S&P Global downgraded the bank deeper into junk status on Sunday and said the recent cash infusion from 11 large U.S. banks may not solve its liquidity problems.
San Francisco-based First Republic is in talks to raise capital from other banks or private equity firms by issuing new shares and could also negotiate a deal to be sold, the New York Times reported late on Friday.
On Sunday, Reuters reported that the lender was still trying to put together a capital raise but that no deal was imminent.
“The market wants a more conclusive resolution for what’s going to happen to First Republic and the only way out of that is some sort of asset sale,” said Matt Orton, chief market strategist at Raymond James Investment Management.
First Republic’s shares have slid 80% over the past seven sessions on fears of a bank run as a large proportion of the lender’s deposits are uninsured.
Short sellers in First Republic made about $560 million profit on paper since last Monday, analytics firm Ortex said.
Meanwhile, shares of U.S. lenders largely rebounded on Monday in tandem with their European peers as UBS Group’s (UBSG.S) state-backed takeover of troubled peer Credit Suisse Group AG (CSGN.S) appeared to have allayed some worries.
The deal announcement “should both ease contagion fears but also meaningfully reduce the counter-party concerns for U.S. universal banks,” said KBW analyst David Konrad.
The S&P 1500 regional banks index (.SPCOMBNKS) added nearly 3.4%, while S&P 500 banks (.SPXBK) gained 2.3%.
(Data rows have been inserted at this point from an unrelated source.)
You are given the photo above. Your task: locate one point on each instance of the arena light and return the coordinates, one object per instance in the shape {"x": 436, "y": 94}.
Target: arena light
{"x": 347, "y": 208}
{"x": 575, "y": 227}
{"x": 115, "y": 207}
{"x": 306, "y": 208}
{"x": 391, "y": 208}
PacWest Bankcorp (PACW.O) climbed 18% after the bank said deposit outflows had stabilized and its available cash of more than $10.8 billion exceeded total uninsured deposits.
“We have increased confidence that PACW can make it through this liquidity crunch now that it has enough cash to cover any additional run-off in uninsured deposits,” Matthew Clark, managing director at Piper Sandler & Co said in a note.
A U.S. official told Reuters on Sunday that the deposit outflows that left many regional banks reeling in the wake of Silicon Valley Bank’s failure had slowed and in some cases reversed.
New York Community Bancorp Inc (NYCB.N) added 39% as its unit entered into an agreement with U.S. regulators to buy deposits and loans from the shuttered New York-based Signature Bank.
Western Alliance Bancorp (WAL.N) gained 4%, while Zions Bancorp (ZION.O), Comerica Inc (CMA.N) and Fifth Third (FITB.O) and U.S. Bancorp (USB.N) added between 4.2% and 6.3%.